Different basic charts lend themselves to different types of data. In general, however, this type of visual representation helps show relationships between two fields or values, particularly for plotting performance over time and locating trends and anomalies.


Data

The Data category of visualizations includes visual representations of raw numbers in tailored ways to highlight important information. Types of visualizations in the Data category include:


  • Data table--visually draws out and centralizes multiple categories of information
  • Example--Top users, host pod, container user
  • Gauge--show status of a metric compared to a predefined threshold
  • Example--memory consumption relative to the determined limit
  • Goal--Similar to a gauge, but it is tracking progress toward a goal
  • Example--the number of new visitors, as compared to the target number of unique visitors
  • Metric--a called-out individual number to show importance
  • Example--the number of active users


Maps

Map data adds geographical dimension to IP-based logs for ease of pinpointing trends and patterns relative to location. Types of maps include

  • Coordinate Map--shows the exact location of users
  • Region Map--groups users based on regions such as country or metropolitan area


Time Series

Time series visualizations allow users to develop more advanced queries based on time series data. Types of time series data include

  • Timeline--shows performance over time
  • Visual Builder--enables users to combine an infinite number of aggregations 


Other

There are also several uncategorized visualizations, including some experimental types of visualizations. These other visualizations include

  • Controls--which allows users to add sliders for alternating between visual options
  • Markdown--adds customized text or image-based visualizations to the dashboard
  • Tag Cloud--displays groups of words that are resized into a word cloud, relative to frequency or importance
  • Tags--allow users to add custom visualizations based on Vega and VegaLite


Kibana Dashboards

A Kibana dashboard serves as a centralized display of the collections of visualizations from Elasticsearch queries chosen to be extracted and displayed.
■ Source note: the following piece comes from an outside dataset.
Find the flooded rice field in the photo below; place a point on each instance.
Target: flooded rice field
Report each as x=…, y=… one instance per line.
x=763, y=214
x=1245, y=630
Each Kibana dashboard is customizable in terms of the look and the specific choices of information that it shows. A user begins from the Kibana site by clicking the Dashboard button on the main menu and then selecting Create Dashboard. (Note: It may be helpful for a new user to become familiar with the functions of Kibana visualizations by using Kibana’s sample data, which is available under the Sample Weblogs card.)
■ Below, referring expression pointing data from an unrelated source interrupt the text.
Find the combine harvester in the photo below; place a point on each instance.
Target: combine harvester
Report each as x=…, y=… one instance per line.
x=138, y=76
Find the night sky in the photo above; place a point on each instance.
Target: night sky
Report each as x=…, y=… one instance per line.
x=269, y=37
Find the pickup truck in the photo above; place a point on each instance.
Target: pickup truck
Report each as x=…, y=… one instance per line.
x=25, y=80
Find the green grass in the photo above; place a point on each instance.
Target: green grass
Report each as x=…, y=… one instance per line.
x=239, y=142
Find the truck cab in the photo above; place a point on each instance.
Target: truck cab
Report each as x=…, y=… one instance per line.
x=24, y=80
To create a visualization, a user then selects a field to be analyzed and then a metric to visualize this data from the chart type dropdown. Each type of visualization discussed above has its distinct input parameters that show as visual prompts. 
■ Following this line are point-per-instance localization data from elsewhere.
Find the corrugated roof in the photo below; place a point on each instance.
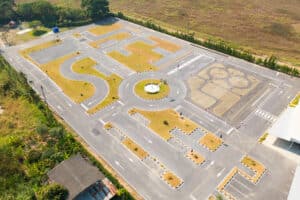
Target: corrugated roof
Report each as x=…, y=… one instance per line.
x=288, y=125
x=76, y=174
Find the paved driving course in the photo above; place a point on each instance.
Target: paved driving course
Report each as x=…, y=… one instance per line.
x=190, y=144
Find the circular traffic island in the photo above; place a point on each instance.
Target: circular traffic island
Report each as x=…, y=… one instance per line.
x=152, y=89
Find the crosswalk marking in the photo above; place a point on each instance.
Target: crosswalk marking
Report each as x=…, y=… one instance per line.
x=266, y=115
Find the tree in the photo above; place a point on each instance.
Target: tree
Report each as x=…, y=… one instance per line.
x=7, y=10
x=34, y=24
x=54, y=192
x=95, y=9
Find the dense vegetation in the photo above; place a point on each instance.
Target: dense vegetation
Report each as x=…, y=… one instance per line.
x=218, y=45
x=50, y=14
x=32, y=142
x=265, y=27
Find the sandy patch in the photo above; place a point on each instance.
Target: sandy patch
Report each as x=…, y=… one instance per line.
x=226, y=102
x=214, y=90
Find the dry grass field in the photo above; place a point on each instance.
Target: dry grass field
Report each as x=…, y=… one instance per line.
x=264, y=27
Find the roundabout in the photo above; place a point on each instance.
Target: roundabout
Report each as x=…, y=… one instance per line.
x=152, y=89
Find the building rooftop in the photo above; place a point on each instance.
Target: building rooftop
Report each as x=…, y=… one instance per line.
x=76, y=174
x=294, y=190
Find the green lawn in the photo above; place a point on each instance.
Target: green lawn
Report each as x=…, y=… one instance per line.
x=32, y=141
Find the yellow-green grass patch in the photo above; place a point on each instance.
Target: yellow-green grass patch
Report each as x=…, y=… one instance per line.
x=211, y=141
x=78, y=91
x=295, y=101
x=163, y=92
x=162, y=122
x=18, y=115
x=77, y=35
x=263, y=138
x=195, y=157
x=103, y=29
x=165, y=44
x=227, y=179
x=255, y=166
x=118, y=37
x=172, y=179
x=136, y=149
x=25, y=53
x=86, y=66
x=141, y=58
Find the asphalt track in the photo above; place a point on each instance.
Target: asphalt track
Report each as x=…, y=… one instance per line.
x=240, y=136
Importing and Exporting Kibana Dashboards

The different Kibana visualizations can be imported and exported as JSON files. Recreating Kibana objects can be reused in other ELK deployments, saving time over having to play them from scratch. Under the Management dropdown, users can select Saved Objects to see a complete list of created and saved objects. We can export these as JSON files by clicking Export. Clicking Import will allow users to import objects into Kibana.


Conclusion

Kibana Visualizations are one of the more valuable and applicable functions of Kibana as a tool. The whole ability to customize within more than 18 types of visualizations varies in complexity. Still, it can all be beneficial when extrapolating voluminous amounts of esoteric data and turning it into actionable insight.